So when Police Chief Del Manak announced this week that VicPD has disbanded its crime-reduction unit, redeploying its nine members to bolster the ranks of patrol officers he described as “breaking” under the never-ending stress, there were probably a few knowing smirks among those who figured the chief was playing to the public’s emotions.

Except the kind of stories Manak told — 911 calls going unanswered, overwhelmed officers cracking under the unrelenting pressure of “horrific, horrific scenes” — have been circulating for months, and not just among those looking to leverage them for change. Seasoned street cops have been talking about levels of burnout never seen before.

“There are only a certain number of overdoses and fatals and domestics that you can go to, and keep going to, before it starts to show,” says Andy Dunstan.

He knows, having retired in 2018 after 32 years of policing, first in Britain, then Calgary, Oak Bay and, for the final 14 years, Victoria.

“There are no breaks,” he says. “There’s no rest.” No reinforcements to ride to the rescue. No down time to recover. No hope of transferring to a relatively quiet, drama-free post after flaming out, either, not in Victoria.

“Everything is front line, in your face, all the time.”

“I definitely think it’s getting worse,” he says.

Social issues and the opioid crisis are outpacing resources, but people balk at paying for more of the latter — right up until they call 911. “Nobody wants 100 more ambulances until you need one.” That’s just the way of the world.

Full disclosure: Dunstan has been a friend of a dozen years. He was one of the team trainers on the Tour de Rock, cheerfully singing Dixie Chicks with an English accent, which was just wrong. I remember moaning to him about some minor work matter one day, only to learn from someone else later that Andy had just come from — at no small risk to himself — disarming a kid who had been holding a knife to another kid’s throat. Most of us don’t deal with that kind of stuff at the office.

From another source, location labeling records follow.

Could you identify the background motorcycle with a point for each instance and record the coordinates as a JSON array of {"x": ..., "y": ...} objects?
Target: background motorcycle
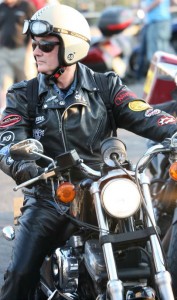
[
  {"x": 111, "y": 50},
  {"x": 138, "y": 59},
  {"x": 160, "y": 90},
  {"x": 115, "y": 252}
]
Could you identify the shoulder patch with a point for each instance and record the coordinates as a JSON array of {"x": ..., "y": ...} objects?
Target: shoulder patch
[
  {"x": 10, "y": 120},
  {"x": 138, "y": 105},
  {"x": 18, "y": 85}
]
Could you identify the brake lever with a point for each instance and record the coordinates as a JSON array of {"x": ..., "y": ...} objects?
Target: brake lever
[{"x": 43, "y": 176}]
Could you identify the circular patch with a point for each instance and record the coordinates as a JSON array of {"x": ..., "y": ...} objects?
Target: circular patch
[
  {"x": 7, "y": 137},
  {"x": 152, "y": 112},
  {"x": 138, "y": 105},
  {"x": 10, "y": 120}
]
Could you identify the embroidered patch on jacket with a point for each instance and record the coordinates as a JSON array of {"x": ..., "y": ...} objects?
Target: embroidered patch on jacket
[
  {"x": 165, "y": 120},
  {"x": 7, "y": 137},
  {"x": 152, "y": 112},
  {"x": 138, "y": 105},
  {"x": 122, "y": 96},
  {"x": 10, "y": 120},
  {"x": 39, "y": 119},
  {"x": 5, "y": 150},
  {"x": 38, "y": 133}
]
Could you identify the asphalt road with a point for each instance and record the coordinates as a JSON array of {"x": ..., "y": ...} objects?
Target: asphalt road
[{"x": 136, "y": 146}]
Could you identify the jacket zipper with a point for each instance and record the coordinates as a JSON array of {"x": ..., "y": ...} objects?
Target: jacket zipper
[
  {"x": 92, "y": 142},
  {"x": 61, "y": 129}
]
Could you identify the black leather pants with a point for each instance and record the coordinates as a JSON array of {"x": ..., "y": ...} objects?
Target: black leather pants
[{"x": 41, "y": 228}]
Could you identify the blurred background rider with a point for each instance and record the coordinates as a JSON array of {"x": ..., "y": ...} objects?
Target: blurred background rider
[{"x": 13, "y": 44}]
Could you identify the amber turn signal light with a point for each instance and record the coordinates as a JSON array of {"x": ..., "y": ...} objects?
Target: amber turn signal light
[
  {"x": 173, "y": 171},
  {"x": 66, "y": 192}
]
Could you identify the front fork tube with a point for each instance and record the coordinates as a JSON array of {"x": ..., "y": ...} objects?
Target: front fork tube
[
  {"x": 162, "y": 276},
  {"x": 114, "y": 286}
]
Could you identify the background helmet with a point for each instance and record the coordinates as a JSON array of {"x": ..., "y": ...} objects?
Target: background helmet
[{"x": 68, "y": 25}]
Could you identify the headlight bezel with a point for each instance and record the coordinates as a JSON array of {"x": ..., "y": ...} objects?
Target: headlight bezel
[{"x": 128, "y": 193}]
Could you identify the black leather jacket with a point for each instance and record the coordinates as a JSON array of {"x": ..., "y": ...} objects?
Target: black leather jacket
[{"x": 83, "y": 123}]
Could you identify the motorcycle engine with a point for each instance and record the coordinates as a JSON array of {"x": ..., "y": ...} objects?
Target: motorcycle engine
[
  {"x": 94, "y": 261},
  {"x": 65, "y": 267},
  {"x": 65, "y": 270}
]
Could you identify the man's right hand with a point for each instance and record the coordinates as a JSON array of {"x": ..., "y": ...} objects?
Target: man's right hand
[{"x": 25, "y": 171}]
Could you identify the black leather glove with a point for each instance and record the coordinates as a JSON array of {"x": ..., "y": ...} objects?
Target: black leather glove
[{"x": 25, "y": 170}]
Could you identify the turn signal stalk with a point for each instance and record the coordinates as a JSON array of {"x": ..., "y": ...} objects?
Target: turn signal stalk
[{"x": 66, "y": 192}]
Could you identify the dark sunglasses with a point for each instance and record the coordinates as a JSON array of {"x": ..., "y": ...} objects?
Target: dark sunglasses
[{"x": 44, "y": 46}]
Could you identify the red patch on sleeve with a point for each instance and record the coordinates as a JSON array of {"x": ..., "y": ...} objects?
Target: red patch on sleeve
[
  {"x": 124, "y": 95},
  {"x": 10, "y": 120}
]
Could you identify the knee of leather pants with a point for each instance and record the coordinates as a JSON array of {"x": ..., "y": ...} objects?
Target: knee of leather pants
[{"x": 40, "y": 227}]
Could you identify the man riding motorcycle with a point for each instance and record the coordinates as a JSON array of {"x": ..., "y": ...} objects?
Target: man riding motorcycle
[{"x": 70, "y": 114}]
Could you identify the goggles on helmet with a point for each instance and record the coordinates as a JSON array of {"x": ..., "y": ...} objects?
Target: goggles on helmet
[
  {"x": 44, "y": 46},
  {"x": 42, "y": 28},
  {"x": 38, "y": 28}
]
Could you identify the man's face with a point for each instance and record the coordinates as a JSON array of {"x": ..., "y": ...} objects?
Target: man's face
[{"x": 46, "y": 62}]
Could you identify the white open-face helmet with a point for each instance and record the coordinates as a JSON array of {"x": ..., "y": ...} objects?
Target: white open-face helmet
[{"x": 68, "y": 24}]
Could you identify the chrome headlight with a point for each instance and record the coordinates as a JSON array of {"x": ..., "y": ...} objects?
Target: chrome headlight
[{"x": 120, "y": 198}]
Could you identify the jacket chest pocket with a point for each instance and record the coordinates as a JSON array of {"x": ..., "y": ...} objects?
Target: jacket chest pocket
[{"x": 99, "y": 129}]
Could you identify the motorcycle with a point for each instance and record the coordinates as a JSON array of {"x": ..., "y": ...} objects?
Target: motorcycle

Few cops expect their reality to change, he says. “You’ve just got to be proud about what you do and not so proud about asking for help.”

Note that Mayor Lisa Helps, the police board co-chair, wanted to fund VicPD’s $690,000 employer health tax. Those on council who outvoted her can argue, accurately, that even without that hit, the overall police budget still rose 3.2 per cent (although the increase was gobbled up by rising costs) and that Victoria shoulders a disproportionate amount of the region’s police spending.

Still, given all the new projects on which council spent so freely in other areas this year, it’s crazy that squeezing the police budget left us with a police department that can’t afford something as basic as a crime-reduction unit (one that targets prolific offenders) and is forced to use up people until, as Manak puts it, they “break.”

By the way, Thursday was PTSD Awareness Day.